Edwin Landseer, R.A., Studies in a Farmyard; Heads of a Boar, Sheep and Donkey, 1810?, etching, © Royal Academy of Arts, London

1. He was a prodigy.

Landseer’s father, an accomplished engraver, believed that formal education was harmful to aspiring artists. He sent young Edwin, then only five or six, into the fields to sketch sheep, goats, and other animals. Some of those early drawings are now in museums around the world.

At age 11 Edwin won the Royal Society of Arts’s silver palette for his animal drawings. At 13 he debuted at the Royal Academy in London, exhibiting two drawings.

Sir Edwin Landseer, Lion Defending its Prey, c. 1840, oil on paper on canvas, Gift of Frank Anderson Trapp, 2004.166.26

2. He studied animals by dissecting them.

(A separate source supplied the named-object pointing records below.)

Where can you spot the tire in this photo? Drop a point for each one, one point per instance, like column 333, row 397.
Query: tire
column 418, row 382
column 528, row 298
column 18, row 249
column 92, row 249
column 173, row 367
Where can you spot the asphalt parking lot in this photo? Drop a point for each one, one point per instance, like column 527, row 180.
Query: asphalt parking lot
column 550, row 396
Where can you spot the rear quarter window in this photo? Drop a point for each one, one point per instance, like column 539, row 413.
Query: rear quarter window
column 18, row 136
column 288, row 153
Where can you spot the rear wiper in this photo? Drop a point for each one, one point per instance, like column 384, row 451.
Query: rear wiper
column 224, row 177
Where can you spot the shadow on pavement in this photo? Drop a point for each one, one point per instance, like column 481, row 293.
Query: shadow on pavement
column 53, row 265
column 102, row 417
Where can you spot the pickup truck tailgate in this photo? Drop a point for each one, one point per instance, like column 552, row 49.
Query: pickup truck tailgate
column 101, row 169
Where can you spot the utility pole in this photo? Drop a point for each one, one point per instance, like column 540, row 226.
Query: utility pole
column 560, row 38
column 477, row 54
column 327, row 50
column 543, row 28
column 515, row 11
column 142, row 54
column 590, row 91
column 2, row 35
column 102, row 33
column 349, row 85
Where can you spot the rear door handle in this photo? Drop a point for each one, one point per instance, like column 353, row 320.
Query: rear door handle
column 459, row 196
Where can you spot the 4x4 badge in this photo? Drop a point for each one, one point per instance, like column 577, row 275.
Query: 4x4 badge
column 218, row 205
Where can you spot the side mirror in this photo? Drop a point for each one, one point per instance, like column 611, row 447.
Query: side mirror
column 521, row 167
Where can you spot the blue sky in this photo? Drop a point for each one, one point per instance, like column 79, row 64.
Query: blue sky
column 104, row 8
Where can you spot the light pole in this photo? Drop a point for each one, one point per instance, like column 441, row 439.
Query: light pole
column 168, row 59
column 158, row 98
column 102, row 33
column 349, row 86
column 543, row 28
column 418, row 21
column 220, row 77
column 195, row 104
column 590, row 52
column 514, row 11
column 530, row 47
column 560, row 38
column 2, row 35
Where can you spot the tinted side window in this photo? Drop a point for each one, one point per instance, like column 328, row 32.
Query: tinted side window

An older artist, Benjamin Robert Haydon, encouraged the teenage Edwin to dissect a lion carcass and in order to better understand animal muscular and skeletal structure. 

Landseer would become celebrated for the realism and drama of his animal portraits.

Two large dogs approach a man lying unconscious and mostly buried in the snow in this horizontal painting. The head of the man comes toward us, at the lower center of the composition, and the dogs are close to us. In the center of the painting, a large tan and white dog has short, glossy fur and floppy ears, and its jowly mouth hangs open with the pink tongue visible. It paws at the snow partially covering most of the body of the man, who wears an olive-green coat with a fur collar and white shirt. The dog looks up to our right, and its body and white-tipped tail recede diagonally into the picture to the left. There is a red blanket with black edging over the dog’s back, and the hound wears a wide, fur-lined silver collar ornamented with metalwork lions and bells. The second dog, a dark brown brindle color, sits to the immediate left of the first dog. It gazes down at the prone person and bends its head down to lick a bare pale, pink hand that protrudes from under the snow. The brindle dog wears a small barrel around its neck on a brown buckled leather collar. The man’s dark brown hair falls over the snow. His pale gray face is upward, and his shoulders are visible while his arms splay out, and the rest of his body, extending into the picture, is covered with snow. The man’s eyes are closed. His right hand, in a tan leather glove, reaches toward us from the snow, while a green velvet cap with a red ribbon lies under the hand. The scene is enclosed by large, angular, steel and blue-gray boulders and rock formations, with two craggy pine trees above. Beyond lies a mountain landscape with a V-shaped pass at the center top framed by the steep ascent of jagged, snowy hillsides and a sliver of blue sky. A blocky stone building is nestled in among the crags to our right. On a path leading from the building, three bearded men wearing black caps and robes hurry toward the dogs. The nearest of them holds up a staff with a cross on the top and waves or signals to the men farther back along the path.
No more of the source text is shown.